LA NAISSANCE DE L’OPPORTUNISME MULTILATÉRAL

Pour comprendre comment le Luxembourg navigue aujourd’hui, il est important de revenir au 24 février 2025. Ce jour-là, les ministres des Affaires étrangères de l’UE se sont réunis à Bruxelles pour un Conseil formel, où des sanctions contre le Rwanda et le groupe terroriste M23, soutenu par le Rwanda, devraient être adoptées en raison de l’occupation de certaines régions du Congo et des violations des droits de l’homme. Le Luxembourg a été le seul État membre de l’UE à bloquer ces sanctions, une décision qui a provoqué un tollé au sein de l’UE, et surtout en Belgique.

Le ministre luxembourgeois des Affaires étrangères, Xavier Bettel, a tenté de calmer les esprits à la Chambre : «Nous n’avons rien fait de mal. Nous agissons par conviction… et par vision économique

Cependant, après que le Rwanda a rompu ses relations diplomatiques avec la Belgique et que la Belgique a annoncé des mesures de rétorsion, le Luxembourg est de plus en plus sous pression : de quel côté doit-il se ranger? Lors d’une réunion de crise, des politiciens de tous bords ont débattu de la situation, tandis que le Grand-Duc, en tant que chef des armées, a menacé d’envoyer des troupes au Rwanda. Le roi des Belges, également chef des armées, a émis des menaces similaires.
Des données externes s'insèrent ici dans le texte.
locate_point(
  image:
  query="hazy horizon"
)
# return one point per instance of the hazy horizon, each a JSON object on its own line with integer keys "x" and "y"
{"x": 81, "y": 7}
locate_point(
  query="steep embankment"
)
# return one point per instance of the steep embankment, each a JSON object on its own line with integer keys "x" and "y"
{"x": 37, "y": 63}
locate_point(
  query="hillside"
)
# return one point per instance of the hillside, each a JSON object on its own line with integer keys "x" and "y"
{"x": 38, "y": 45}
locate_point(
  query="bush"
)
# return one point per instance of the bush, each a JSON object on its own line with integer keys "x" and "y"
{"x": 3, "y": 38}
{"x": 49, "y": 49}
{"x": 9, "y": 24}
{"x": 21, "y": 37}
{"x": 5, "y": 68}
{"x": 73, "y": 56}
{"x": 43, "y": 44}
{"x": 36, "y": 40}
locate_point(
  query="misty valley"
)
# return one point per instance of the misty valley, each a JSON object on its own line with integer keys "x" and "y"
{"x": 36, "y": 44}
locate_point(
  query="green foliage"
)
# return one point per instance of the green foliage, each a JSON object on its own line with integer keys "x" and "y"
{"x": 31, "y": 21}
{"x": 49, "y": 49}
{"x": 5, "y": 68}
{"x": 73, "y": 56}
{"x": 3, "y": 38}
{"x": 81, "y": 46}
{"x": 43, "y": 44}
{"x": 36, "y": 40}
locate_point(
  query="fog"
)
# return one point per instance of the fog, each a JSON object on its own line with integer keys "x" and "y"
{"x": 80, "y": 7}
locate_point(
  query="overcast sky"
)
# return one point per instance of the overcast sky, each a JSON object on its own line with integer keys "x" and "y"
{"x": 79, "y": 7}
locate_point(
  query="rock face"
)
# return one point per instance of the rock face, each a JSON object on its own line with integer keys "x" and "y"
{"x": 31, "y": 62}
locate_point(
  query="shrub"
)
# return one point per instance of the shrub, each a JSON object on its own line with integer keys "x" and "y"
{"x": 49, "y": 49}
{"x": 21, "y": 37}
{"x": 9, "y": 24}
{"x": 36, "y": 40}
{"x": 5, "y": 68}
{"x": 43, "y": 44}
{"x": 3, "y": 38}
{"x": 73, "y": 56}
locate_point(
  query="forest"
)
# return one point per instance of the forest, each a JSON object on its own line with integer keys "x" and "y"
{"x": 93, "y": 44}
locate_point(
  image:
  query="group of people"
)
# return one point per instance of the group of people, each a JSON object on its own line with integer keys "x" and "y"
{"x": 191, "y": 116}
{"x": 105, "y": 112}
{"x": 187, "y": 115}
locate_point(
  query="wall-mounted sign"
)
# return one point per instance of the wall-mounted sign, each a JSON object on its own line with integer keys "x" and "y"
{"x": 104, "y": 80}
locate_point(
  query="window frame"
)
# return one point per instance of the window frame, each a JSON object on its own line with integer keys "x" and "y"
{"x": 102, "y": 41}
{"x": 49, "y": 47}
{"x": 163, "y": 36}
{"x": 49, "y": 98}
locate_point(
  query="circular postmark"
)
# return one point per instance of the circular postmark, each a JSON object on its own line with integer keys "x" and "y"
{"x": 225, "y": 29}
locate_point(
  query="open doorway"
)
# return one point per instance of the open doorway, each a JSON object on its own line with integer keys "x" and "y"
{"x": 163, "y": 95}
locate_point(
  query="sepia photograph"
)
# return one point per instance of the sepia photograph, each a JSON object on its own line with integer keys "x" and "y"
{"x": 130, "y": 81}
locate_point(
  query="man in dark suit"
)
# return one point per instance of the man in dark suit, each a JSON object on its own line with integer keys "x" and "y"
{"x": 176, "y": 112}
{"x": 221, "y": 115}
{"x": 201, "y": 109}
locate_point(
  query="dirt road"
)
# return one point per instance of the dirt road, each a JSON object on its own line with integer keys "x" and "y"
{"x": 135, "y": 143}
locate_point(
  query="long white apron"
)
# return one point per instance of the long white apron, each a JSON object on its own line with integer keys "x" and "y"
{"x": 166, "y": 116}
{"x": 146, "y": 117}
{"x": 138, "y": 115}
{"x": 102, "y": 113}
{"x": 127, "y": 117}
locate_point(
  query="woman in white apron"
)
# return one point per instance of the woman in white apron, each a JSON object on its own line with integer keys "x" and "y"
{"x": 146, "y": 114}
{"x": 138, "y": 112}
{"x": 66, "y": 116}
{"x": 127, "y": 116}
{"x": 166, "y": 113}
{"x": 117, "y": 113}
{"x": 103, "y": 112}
Le Luxembourg a alors introduit le concept d’«opportunisme multilatéral» – car le Grand-Duché a toujours réussi à se faufiler et équilibrer des intérêts divergents.

ÊTRE AMI AVEC TOUT LE MONDE

Après de longues tergiversations, le gouvernement luxembourgeois a annoncé la création de l’«Institut pour l’Opportunisme Multilatéral» (IOM). Ici, les diplomates luxembourgeois apprennent à courir plusieurs lièvres à la fois et à concilier deux intérêts totalement divergents. L’institut propose également des stages à d’autres États.

Dans l’affaire du Rwanda, le Luxembourg refuse de prendre une position concrète et se présente fièrement comme un pont neutre entre Kigali et Bruxelles – à la grande surprise du reste du monde.

Le Luxembourg s’est ainsi une fois de plus affirmé comme champion de l’opportunisme. Et qui sait: peut-être que l’idée d’opportunisme multilatéral deviendra vraiment un grand succès d’exportation.